Google hat Gemma 4, ein Set von vier offenen Gewichtmodellen unter der Apache 2.0 Lizenz, vorgestellt. Das Lizenz-Update für frühere Gemma-Versionen erweitert die verfügbaren Optionen für Änderungen, Wiederverwendung und kommerzielle Nutzung.

Diese Modelle sind darauf ausgelegt, eine Vielzahl von Hardware zu unterstützen, von mobilen Geräten bis hin zu serverbasierten Einsätzen. Die Veröffentlichung wurde von Google DeepMind angekündigt und konzentriert sich auf Schlussfolgerungen, agentenbasierte Arbeitsabläufe und Unterstützung für multimodale Eingaben.
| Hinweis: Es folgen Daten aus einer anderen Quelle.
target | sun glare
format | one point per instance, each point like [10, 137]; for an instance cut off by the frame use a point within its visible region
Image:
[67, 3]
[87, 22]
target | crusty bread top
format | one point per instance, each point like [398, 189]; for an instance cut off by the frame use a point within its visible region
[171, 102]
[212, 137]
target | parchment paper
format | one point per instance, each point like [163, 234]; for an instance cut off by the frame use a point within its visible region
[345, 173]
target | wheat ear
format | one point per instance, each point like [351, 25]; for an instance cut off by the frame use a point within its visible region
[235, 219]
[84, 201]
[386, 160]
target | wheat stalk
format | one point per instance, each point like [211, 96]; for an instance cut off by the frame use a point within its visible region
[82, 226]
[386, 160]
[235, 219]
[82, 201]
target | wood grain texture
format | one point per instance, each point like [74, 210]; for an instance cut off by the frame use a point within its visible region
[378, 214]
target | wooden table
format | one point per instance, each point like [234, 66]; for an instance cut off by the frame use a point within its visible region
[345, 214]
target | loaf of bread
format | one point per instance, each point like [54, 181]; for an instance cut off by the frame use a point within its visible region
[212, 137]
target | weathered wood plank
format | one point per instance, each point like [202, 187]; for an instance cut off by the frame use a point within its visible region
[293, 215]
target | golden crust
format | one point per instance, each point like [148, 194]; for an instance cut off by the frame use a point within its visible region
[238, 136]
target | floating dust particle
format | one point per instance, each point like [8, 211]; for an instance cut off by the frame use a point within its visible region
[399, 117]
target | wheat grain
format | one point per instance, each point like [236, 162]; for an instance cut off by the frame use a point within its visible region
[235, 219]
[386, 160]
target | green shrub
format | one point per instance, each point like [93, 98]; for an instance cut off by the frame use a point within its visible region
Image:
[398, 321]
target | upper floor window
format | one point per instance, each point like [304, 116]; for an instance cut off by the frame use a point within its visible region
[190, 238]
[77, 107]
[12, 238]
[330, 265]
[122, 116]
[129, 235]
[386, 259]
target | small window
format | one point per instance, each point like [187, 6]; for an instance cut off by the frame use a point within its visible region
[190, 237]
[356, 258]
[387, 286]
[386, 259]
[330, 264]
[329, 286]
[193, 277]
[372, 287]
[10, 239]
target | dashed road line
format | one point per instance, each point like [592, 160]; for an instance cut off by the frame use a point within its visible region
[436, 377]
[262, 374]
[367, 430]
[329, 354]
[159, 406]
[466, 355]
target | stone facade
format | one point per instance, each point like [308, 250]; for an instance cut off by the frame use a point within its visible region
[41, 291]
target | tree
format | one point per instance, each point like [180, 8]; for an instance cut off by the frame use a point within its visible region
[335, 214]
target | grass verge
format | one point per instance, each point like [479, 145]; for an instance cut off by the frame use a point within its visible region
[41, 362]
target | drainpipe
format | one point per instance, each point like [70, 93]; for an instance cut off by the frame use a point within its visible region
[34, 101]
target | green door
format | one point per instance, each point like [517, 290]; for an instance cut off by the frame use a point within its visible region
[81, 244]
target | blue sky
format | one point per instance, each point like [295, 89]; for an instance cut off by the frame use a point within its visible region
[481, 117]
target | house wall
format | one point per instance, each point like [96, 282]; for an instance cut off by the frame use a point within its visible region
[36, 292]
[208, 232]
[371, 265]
Gemma 4 Modellgrößen und Hardwareziele

Google hat bekannt gegeben, dass Gemma 4 in mehreren Konfigurationen auf den Markt kommt. Dazu gehören E2B, das für Edge-Geräte optimiert ist und mobile Hardware sowie Niedrigstromzustände anvisiert; und E4B, das für ähnliche Geräte optimiert ist, jedoch über eine höhere Kapazität verfügt.

  • 26 Milliarden Parameter umfassendes Expertenmix-Modell, das für den Einsatz auf Server-Ebene konzipiert wurde und derzeit den sechsten Platz in der Arena AI Text-Leistungsrangliste einnimmt.
  • 31 Milliarden Parameter umfassendes kompaktes Modell, das den dritten Platz in derselben Rangliste belegt.

Google gibt an, dass die 31B- und 26B-Modelle in der Arena AI Benchmark 20 Mal bessere Leistungen als andere Modelle mit weniger Parametern zeigen. Diese Leistungsansprüche basieren auf Googles eigenen Bewertungen zum Zeitpunkt der Markteinführung der Modelle.

Fähigkeiten der Gemma 4 Modellfamilie

Alle vier Gemma 4 Modelle bieten lokale multimodale Unterstützung für Videos und Bilder in verschiedenen Auflösungen; OCR und grafisches Verständnis gehören zu den Hauptanwendungsszenarien. Die E2B- und E4B-Modelle beinhalten außerdem lokale Sprachaufnahme für Spracherkennung.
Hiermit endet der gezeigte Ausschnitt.